MemoryStream.WriteTo(Stream destinationStream) versus Stream.CopyTo(Stream destinationStream) - c#

Which one is better : MemoryStream.WriteTo(Stream destinationStream) or Stream.CopyTo(Stream destinationStream)??
I am talking about the comparison of these two methods without Buffer as I am doing like this :
Stream str = File.Open("SomeFile.file");
MemoryStream mstr = new MemoryStream(File.ReadAllBytes("SomeFile.file"));
using(var Ms = File.Create("NewFile.file", 8 * 1024))
{
str.CopyTo(Ms) or mstr.WriteTo(Ms);// Which one will be better??
}
Update
Here is what I want to Do :
Open File [ Say "X" Type File]
Parse the Contents
From here I get a Bunch of new Streams [ 3 ~ 4 Files ]
Parse One Stream
Extract Thousands of files [ The Stream is an Image File ]
Save the Other Streams To Files
Editing all the Files
Generate a New "X" Type File.
I have written every bit of code which is actually working correctly..
But Now I am optimizing the code to make the most efficient.

It is an historical accident that there are two ways to do the same thing.
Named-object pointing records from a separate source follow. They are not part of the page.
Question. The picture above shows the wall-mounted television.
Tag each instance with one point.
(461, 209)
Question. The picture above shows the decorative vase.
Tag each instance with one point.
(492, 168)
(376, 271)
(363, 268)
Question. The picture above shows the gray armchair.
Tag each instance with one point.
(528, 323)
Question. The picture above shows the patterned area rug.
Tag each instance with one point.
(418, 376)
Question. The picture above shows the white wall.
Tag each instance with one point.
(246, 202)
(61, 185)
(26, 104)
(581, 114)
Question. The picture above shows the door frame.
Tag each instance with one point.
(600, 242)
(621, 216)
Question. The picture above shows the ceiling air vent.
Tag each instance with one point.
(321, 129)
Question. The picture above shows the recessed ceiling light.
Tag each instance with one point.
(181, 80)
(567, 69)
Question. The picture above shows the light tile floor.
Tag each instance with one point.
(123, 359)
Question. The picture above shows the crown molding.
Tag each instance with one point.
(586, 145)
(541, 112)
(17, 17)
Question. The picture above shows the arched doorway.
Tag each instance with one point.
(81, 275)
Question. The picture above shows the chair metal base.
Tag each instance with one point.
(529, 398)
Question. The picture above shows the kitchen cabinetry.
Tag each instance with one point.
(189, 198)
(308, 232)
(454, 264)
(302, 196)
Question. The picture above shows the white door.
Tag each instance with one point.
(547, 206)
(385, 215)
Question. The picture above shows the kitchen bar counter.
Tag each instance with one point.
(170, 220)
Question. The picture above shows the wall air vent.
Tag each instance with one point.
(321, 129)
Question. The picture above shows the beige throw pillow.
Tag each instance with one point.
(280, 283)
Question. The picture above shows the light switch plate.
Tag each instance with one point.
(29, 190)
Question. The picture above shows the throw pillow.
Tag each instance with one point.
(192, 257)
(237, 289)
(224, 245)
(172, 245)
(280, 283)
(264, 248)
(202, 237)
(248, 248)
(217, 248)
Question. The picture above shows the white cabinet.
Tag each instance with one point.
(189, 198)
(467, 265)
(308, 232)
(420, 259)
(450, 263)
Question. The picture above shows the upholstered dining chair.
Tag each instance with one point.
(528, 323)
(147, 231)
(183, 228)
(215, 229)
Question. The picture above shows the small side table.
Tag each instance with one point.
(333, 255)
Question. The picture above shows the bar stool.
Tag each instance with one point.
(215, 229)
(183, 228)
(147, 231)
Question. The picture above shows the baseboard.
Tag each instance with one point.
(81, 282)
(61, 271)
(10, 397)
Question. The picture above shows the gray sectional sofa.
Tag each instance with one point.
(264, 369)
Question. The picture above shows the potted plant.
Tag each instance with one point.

MemoryStream always had the WriteTo() method, Stream didn't acquire the CopyTo() method until .NET 4.
The MemoryStream.WriteTo() version looks like this:
public virtual void WriteTo(Stream stream)
{
// Exception throwing code elided...
stream.Write(this._buffer, this._origin, this._length - this._origin);
}
The Stream.CopyTo() implementation like this:
private void InternalCopyTo(Stream destination, int bufferSize)
{
int num;
byte[] buffer = new byte[bufferSize];
while ((num = this.Read(buffer, 0, buffer.Length)) != 0)
{
destination.Write(buffer, 0, num);
}
}
Stream.CopyTo() is more universal, it works for any stream. And helps programmers that fumble copying data from, say, a NetworkStream. Forgetting to pay attention to the return value from Read() was a very common bug. But it of course copies the bytes twice and allocates that temporary buffer, MemoryStream doesn't need it since it can write directly from its own buffer. So you'd still prefer WriteTo(). Noticing the difference isn't very likely.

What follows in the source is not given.